ABC-IGNACIO CAMACHO

Etiquetada la derecha como objeto de repudio y desprecio, ya sabe el riesgo que corre si se atreve a salir del gueto

NO es un cordón sanitario, sino la valla de un campo de concentración ideológica. El escrache del día del Orgullo Gay a Ciudadanos representa un episodio más de un proceso creciente de confinamiento de la derecha, a la que el sedicente progresismo pretende achicar el espacio público como paso intermedio hasta que logre simplemente negárselo. De modo consciente o inconsciente, esa voluntad de exclusión está inspirada por el mismo impulso de hegemonía supremacista del nacionalismo catalán o vasco: la convicción de que existe un territorio de ortodoxia política y cultural, el célebre lado-correcto-de-la-Historia, más allá del cual todo pensamiento discrepante debe ser proscrito y vetado. La izquierda ha decretado que ciertas ideas –el feminismo, la libertad sexual, la integración migratoria, el cambio climático– son de su sola propiedad y no admite en ellas intrusos que no vayan provistos del correspondiente salvoconducto moral expedido por sus propios gurús doctrinarios. Por eso los dirigentes de Cs fueron recibidos en la fiesta del sábado como lo habían sido en la manifestación del 8 de marzo, donde la vicepresidenta del Gobierno y la esposa del presidente encabezaron el piquete de expulsión de los liberales del territorio igualitario que su presencia por libre había profanado. El siguiente objetivo señalado es el alcalde de Madrid, culpable de pretender reabrir el centro al tráfico. Lo que en cualquier ciudad española constituye un cotidiano debate de barrio adquiere en la capital la importancia simbólica de un Prestige urbano en el que pronto aparecerán siniestras estadísticas de enfermos pulmonares, ancianas atropelladas y vecinos asmáticos. El objetivo es presentar al adversario como una anomalía histórica, un sustrato del atavismo bárbaro que ha de quedar reducido y confinado para que resplandezca la bondad de las ideologías redentoras del género humano.

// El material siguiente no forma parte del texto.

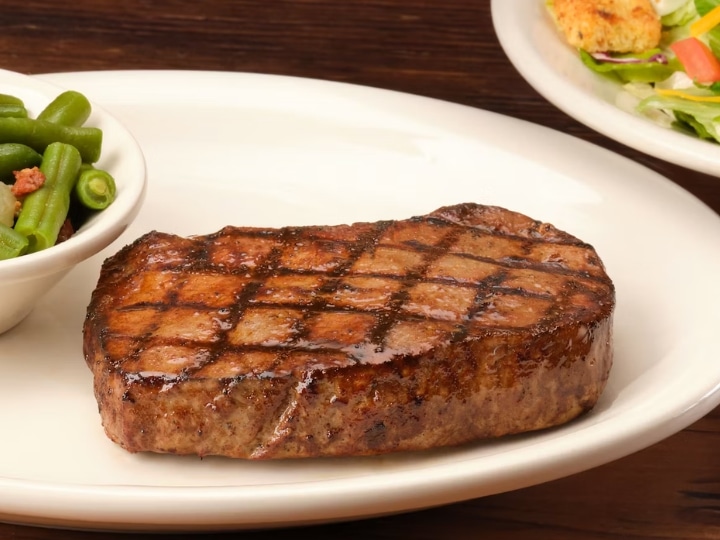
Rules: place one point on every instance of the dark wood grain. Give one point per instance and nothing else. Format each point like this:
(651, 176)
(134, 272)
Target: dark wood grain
(445, 50)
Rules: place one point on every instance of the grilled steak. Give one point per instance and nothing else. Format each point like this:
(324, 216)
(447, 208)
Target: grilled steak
(467, 323)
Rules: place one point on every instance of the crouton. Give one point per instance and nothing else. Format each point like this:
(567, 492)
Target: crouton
(620, 26)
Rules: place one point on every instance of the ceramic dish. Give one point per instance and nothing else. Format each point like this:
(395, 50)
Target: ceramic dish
(25, 279)
(251, 149)
(539, 53)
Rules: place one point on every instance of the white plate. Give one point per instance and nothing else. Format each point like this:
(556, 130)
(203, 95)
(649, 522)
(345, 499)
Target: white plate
(251, 149)
(541, 55)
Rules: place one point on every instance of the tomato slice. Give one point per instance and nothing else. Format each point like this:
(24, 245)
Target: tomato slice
(699, 62)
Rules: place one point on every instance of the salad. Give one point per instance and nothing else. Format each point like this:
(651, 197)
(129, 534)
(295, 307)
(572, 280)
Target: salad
(677, 83)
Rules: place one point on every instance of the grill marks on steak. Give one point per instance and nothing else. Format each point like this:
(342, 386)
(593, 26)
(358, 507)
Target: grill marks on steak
(470, 322)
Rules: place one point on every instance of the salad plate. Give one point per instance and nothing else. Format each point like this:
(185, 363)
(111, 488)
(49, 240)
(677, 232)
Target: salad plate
(244, 149)
(541, 55)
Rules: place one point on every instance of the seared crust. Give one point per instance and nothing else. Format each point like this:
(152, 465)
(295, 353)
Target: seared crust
(468, 323)
(620, 26)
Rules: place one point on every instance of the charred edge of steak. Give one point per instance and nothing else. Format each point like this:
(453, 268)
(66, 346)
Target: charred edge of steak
(471, 322)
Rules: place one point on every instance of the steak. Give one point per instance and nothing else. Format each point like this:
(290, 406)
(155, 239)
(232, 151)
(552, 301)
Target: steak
(467, 323)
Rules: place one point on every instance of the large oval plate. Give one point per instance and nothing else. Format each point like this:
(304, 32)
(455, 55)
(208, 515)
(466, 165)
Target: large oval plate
(261, 150)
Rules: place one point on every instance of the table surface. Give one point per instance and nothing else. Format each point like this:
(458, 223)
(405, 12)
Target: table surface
(446, 50)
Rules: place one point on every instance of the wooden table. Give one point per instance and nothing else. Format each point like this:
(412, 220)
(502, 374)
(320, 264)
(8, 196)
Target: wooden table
(444, 49)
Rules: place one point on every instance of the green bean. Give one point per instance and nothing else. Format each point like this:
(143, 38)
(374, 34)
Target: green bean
(38, 134)
(44, 211)
(70, 108)
(12, 243)
(95, 188)
(11, 100)
(13, 111)
(12, 106)
(13, 157)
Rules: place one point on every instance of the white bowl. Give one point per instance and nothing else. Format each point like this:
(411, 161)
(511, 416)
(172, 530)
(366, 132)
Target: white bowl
(24, 280)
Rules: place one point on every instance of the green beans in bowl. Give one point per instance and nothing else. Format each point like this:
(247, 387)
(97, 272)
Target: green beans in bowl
(72, 179)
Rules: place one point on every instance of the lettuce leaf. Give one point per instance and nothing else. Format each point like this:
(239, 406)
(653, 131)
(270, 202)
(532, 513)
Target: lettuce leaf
(643, 68)
(702, 118)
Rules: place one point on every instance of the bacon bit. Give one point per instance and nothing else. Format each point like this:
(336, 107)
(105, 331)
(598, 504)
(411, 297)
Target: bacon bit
(66, 231)
(27, 181)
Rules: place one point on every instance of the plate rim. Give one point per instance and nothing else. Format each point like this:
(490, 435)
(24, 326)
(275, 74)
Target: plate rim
(514, 27)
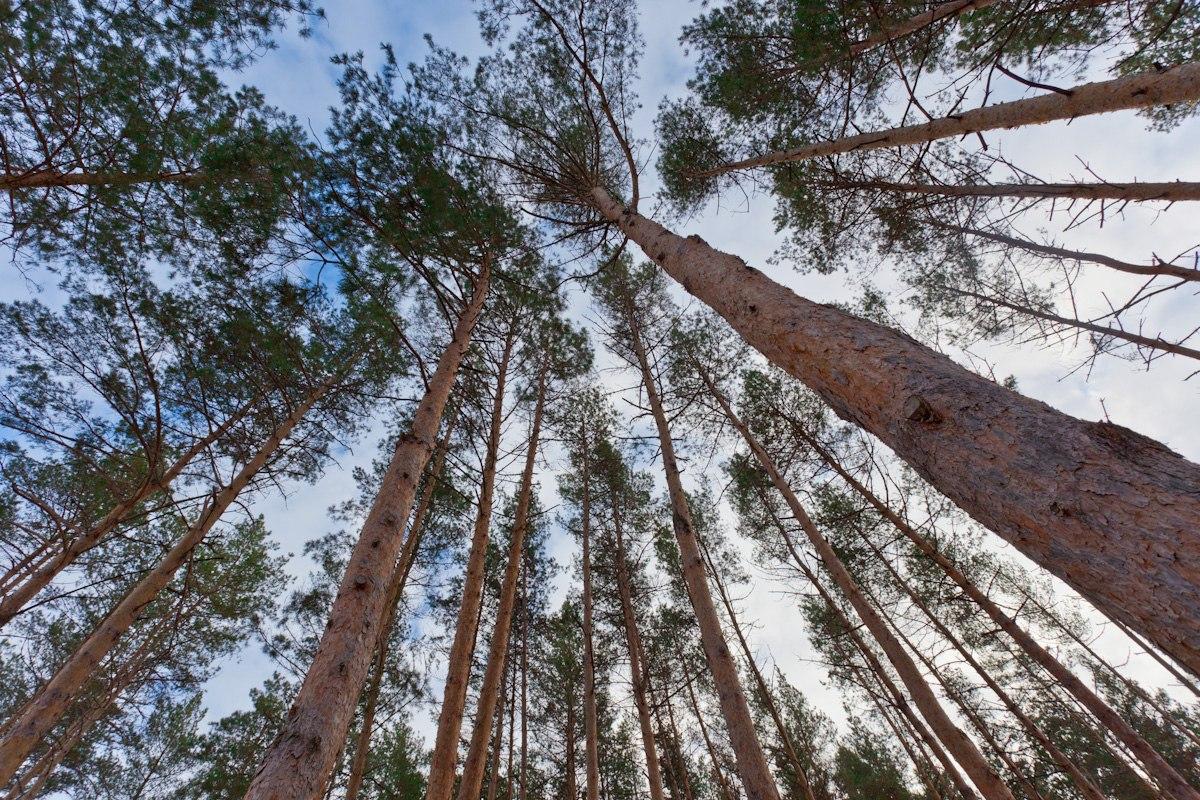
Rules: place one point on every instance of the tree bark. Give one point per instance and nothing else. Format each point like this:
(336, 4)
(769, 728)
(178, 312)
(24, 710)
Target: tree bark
(473, 768)
(957, 743)
(913, 24)
(1135, 192)
(753, 768)
(300, 759)
(1176, 84)
(19, 596)
(1161, 268)
(634, 647)
(763, 689)
(403, 569)
(462, 649)
(42, 711)
(1107, 715)
(1107, 510)
(591, 725)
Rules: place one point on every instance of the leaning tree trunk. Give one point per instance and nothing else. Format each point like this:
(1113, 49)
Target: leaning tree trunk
(1107, 715)
(299, 762)
(958, 743)
(1107, 510)
(634, 647)
(591, 725)
(489, 692)
(753, 768)
(785, 738)
(1177, 84)
(19, 596)
(42, 711)
(462, 649)
(403, 569)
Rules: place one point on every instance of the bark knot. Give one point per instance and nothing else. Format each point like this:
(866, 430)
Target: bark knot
(917, 409)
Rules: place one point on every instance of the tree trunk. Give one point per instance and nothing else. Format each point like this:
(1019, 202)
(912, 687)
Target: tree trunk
(1159, 268)
(1108, 716)
(300, 759)
(473, 768)
(634, 647)
(1084, 783)
(591, 725)
(913, 24)
(1107, 510)
(42, 711)
(462, 649)
(753, 768)
(51, 178)
(960, 746)
(21, 595)
(763, 689)
(1176, 84)
(403, 569)
(1135, 192)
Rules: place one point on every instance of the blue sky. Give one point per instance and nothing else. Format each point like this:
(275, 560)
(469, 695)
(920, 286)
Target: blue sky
(299, 78)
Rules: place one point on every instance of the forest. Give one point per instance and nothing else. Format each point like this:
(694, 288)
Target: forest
(622, 511)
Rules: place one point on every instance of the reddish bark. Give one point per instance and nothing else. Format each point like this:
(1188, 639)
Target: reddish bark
(1107, 510)
(462, 649)
(42, 711)
(298, 764)
(489, 692)
(1177, 84)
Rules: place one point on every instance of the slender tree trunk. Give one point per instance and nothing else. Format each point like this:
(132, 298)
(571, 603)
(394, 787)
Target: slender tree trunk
(913, 24)
(1107, 510)
(753, 768)
(703, 731)
(1107, 715)
(1086, 787)
(1137, 192)
(473, 768)
(301, 758)
(18, 596)
(42, 711)
(403, 569)
(51, 178)
(1159, 268)
(763, 689)
(462, 649)
(960, 746)
(634, 648)
(1176, 84)
(591, 725)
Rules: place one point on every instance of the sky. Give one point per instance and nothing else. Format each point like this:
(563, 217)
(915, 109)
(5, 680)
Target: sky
(299, 78)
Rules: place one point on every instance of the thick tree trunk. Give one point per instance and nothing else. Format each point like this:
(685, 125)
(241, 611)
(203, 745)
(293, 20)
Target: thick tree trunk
(1177, 84)
(21, 595)
(1135, 192)
(634, 648)
(958, 743)
(753, 768)
(591, 725)
(761, 683)
(300, 759)
(1107, 510)
(489, 692)
(1107, 715)
(462, 649)
(403, 569)
(42, 711)
(1161, 268)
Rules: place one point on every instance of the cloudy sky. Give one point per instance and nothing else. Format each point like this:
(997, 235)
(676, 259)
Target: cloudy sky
(299, 78)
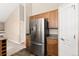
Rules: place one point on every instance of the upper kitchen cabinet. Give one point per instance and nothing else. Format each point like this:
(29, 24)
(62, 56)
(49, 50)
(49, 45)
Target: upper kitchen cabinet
(53, 19)
(32, 17)
(43, 15)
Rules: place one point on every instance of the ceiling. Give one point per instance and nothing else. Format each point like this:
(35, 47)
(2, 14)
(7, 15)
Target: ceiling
(5, 10)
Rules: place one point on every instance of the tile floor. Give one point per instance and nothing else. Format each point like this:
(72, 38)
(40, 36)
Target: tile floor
(13, 47)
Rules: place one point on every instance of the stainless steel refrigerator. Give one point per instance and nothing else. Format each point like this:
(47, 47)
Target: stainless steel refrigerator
(39, 31)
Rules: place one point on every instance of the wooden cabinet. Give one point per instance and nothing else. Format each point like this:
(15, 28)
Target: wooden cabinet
(3, 47)
(28, 41)
(52, 18)
(52, 47)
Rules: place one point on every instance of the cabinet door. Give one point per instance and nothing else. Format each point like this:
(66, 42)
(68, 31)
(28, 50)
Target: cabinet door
(67, 31)
(53, 19)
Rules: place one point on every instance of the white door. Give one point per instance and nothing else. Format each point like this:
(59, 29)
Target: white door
(67, 31)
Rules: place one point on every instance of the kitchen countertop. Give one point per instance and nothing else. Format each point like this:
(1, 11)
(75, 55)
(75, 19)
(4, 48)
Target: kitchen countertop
(53, 36)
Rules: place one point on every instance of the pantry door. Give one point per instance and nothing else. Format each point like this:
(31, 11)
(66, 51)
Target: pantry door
(68, 30)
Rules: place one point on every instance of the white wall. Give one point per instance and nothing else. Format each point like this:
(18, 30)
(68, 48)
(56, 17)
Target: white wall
(15, 25)
(12, 26)
(28, 13)
(43, 7)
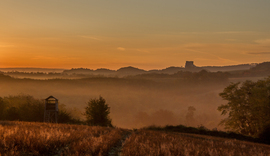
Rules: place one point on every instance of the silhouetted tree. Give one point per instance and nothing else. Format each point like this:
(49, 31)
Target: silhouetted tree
(248, 107)
(190, 116)
(97, 112)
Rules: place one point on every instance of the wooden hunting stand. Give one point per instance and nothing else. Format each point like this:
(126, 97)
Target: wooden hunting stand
(51, 110)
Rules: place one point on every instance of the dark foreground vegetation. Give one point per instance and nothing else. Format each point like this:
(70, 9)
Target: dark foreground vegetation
(33, 138)
(27, 108)
(201, 130)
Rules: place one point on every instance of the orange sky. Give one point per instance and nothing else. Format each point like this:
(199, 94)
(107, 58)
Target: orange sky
(144, 34)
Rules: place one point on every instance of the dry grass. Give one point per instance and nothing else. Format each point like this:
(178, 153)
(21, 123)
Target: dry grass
(25, 138)
(146, 142)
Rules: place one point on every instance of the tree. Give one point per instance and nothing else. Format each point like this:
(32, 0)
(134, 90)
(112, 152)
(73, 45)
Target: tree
(248, 107)
(97, 112)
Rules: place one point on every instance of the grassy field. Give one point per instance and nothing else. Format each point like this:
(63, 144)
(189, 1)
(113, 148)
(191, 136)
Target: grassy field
(155, 143)
(25, 138)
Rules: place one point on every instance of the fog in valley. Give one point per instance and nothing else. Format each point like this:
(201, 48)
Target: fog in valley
(135, 101)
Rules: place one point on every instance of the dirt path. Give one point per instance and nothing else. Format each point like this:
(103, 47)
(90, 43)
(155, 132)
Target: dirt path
(116, 150)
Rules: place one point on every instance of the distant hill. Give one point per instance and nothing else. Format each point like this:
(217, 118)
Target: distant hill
(261, 69)
(130, 71)
(228, 68)
(28, 70)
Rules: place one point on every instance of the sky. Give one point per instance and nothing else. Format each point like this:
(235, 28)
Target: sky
(147, 34)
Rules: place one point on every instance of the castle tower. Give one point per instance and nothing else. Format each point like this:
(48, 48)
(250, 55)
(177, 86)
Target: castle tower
(51, 110)
(189, 65)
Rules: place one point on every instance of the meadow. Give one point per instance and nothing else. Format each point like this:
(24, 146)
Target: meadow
(34, 138)
(157, 143)
(26, 138)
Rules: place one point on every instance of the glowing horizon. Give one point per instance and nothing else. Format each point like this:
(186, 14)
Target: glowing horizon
(146, 35)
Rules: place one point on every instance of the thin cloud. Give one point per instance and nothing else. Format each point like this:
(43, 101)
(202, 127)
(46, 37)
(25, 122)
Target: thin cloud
(121, 48)
(264, 41)
(144, 51)
(90, 37)
(3, 45)
(259, 53)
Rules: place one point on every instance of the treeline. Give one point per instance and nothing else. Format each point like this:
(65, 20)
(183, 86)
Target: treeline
(27, 108)
(188, 76)
(201, 130)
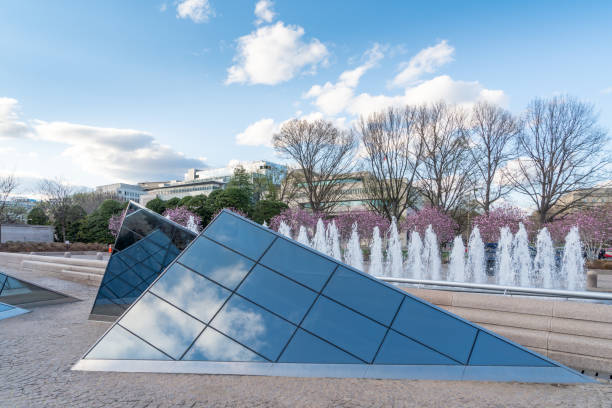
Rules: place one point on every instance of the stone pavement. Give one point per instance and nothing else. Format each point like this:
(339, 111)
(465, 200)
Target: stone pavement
(38, 349)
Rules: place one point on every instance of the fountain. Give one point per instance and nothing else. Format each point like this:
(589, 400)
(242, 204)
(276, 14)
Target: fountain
(333, 240)
(318, 241)
(431, 254)
(376, 256)
(475, 266)
(284, 229)
(521, 256)
(456, 268)
(544, 262)
(394, 252)
(353, 255)
(414, 263)
(303, 236)
(503, 258)
(572, 269)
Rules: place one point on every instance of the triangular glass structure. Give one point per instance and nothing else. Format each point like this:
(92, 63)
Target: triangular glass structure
(7, 311)
(242, 299)
(18, 292)
(146, 244)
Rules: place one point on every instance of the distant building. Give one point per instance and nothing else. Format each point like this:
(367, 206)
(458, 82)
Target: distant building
(124, 192)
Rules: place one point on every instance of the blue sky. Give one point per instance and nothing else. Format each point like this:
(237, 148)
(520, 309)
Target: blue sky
(103, 91)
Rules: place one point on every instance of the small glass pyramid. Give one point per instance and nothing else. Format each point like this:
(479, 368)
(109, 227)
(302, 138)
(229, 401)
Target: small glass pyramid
(18, 292)
(146, 244)
(242, 299)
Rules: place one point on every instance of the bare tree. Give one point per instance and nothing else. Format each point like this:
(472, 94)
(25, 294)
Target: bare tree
(8, 184)
(492, 132)
(58, 201)
(561, 150)
(446, 169)
(391, 160)
(324, 155)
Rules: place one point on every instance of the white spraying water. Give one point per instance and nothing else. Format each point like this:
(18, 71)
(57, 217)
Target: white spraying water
(521, 257)
(376, 256)
(284, 229)
(191, 225)
(353, 255)
(318, 241)
(431, 254)
(475, 266)
(394, 252)
(333, 240)
(414, 263)
(544, 262)
(303, 236)
(572, 268)
(456, 268)
(503, 258)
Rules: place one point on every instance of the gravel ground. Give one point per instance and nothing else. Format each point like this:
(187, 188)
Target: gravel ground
(38, 349)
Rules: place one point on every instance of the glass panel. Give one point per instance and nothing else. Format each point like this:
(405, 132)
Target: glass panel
(298, 263)
(439, 330)
(364, 295)
(239, 235)
(398, 349)
(214, 346)
(216, 262)
(253, 326)
(490, 350)
(277, 293)
(119, 344)
(346, 329)
(191, 292)
(162, 325)
(306, 348)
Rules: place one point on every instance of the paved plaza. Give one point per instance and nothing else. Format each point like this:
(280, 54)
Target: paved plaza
(38, 349)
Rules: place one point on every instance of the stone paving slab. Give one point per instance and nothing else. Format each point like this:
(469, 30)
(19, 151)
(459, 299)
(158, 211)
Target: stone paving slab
(38, 349)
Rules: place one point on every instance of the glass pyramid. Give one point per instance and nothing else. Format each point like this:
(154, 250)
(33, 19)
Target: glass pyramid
(17, 292)
(146, 244)
(242, 299)
(7, 311)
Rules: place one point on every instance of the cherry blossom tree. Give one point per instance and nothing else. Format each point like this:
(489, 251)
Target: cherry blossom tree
(443, 225)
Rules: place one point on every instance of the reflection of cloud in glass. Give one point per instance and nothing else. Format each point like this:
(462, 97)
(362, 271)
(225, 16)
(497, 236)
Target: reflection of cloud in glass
(122, 345)
(162, 325)
(212, 345)
(191, 292)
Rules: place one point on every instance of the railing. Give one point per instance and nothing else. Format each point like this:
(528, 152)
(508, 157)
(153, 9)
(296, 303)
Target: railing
(507, 290)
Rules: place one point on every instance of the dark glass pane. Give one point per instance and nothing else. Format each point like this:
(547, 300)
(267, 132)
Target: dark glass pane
(306, 348)
(191, 292)
(298, 263)
(120, 344)
(162, 325)
(398, 349)
(213, 346)
(216, 262)
(253, 326)
(490, 350)
(439, 330)
(239, 235)
(277, 293)
(364, 295)
(346, 329)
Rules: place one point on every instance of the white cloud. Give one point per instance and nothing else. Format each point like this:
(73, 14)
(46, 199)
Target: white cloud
(199, 11)
(11, 125)
(274, 54)
(258, 134)
(426, 61)
(263, 12)
(334, 98)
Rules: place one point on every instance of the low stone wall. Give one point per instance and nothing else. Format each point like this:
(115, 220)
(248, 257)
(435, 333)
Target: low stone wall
(577, 334)
(88, 271)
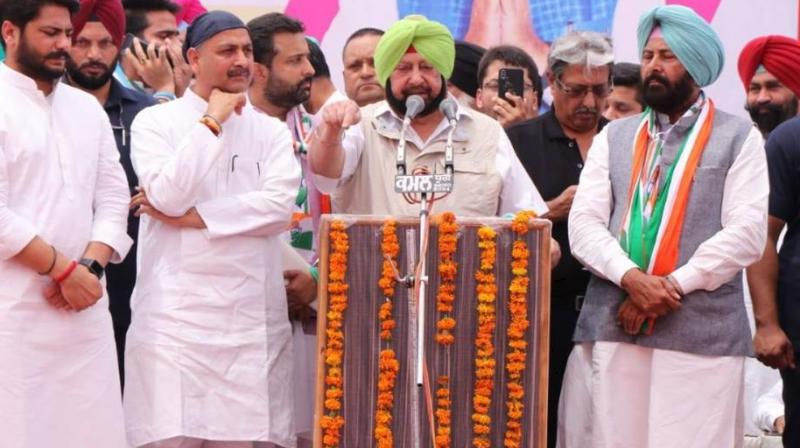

En este designio, Vox encarna, con su homofobia mal disimulada, su negacionismo ecológico y su declarada obsesión contra las políticas de género, la coartada ideal para condenar a todo lo que haya a la derecha del PSOE al destierro. Da igual que su representación electoral apenas alcance en el mejor de los casos un diez por ciento; la propaganda se encarga de convertirlo en el diabólico elemento contaminante que justifica, como el reactor averiado de Chernóbil, la estigmatización y aislamiento completos de la derecha y el centro. Blanqueados los extremistas de Podemos, los separatistas catalanes y hasta los posterroristas de Bildu como adalides del progreso, el bloque liberal-conservador queda estampillado como objeto de repudio y desprecio. Una operación perfecta de maniqueísmo asimétrico en la que el ministro Marlaska, con naturalidad ausente de remordimiento, ha delimitado las líneas de riesgo que los deportados no deben sobrepasar si se atreven a salir del gueto.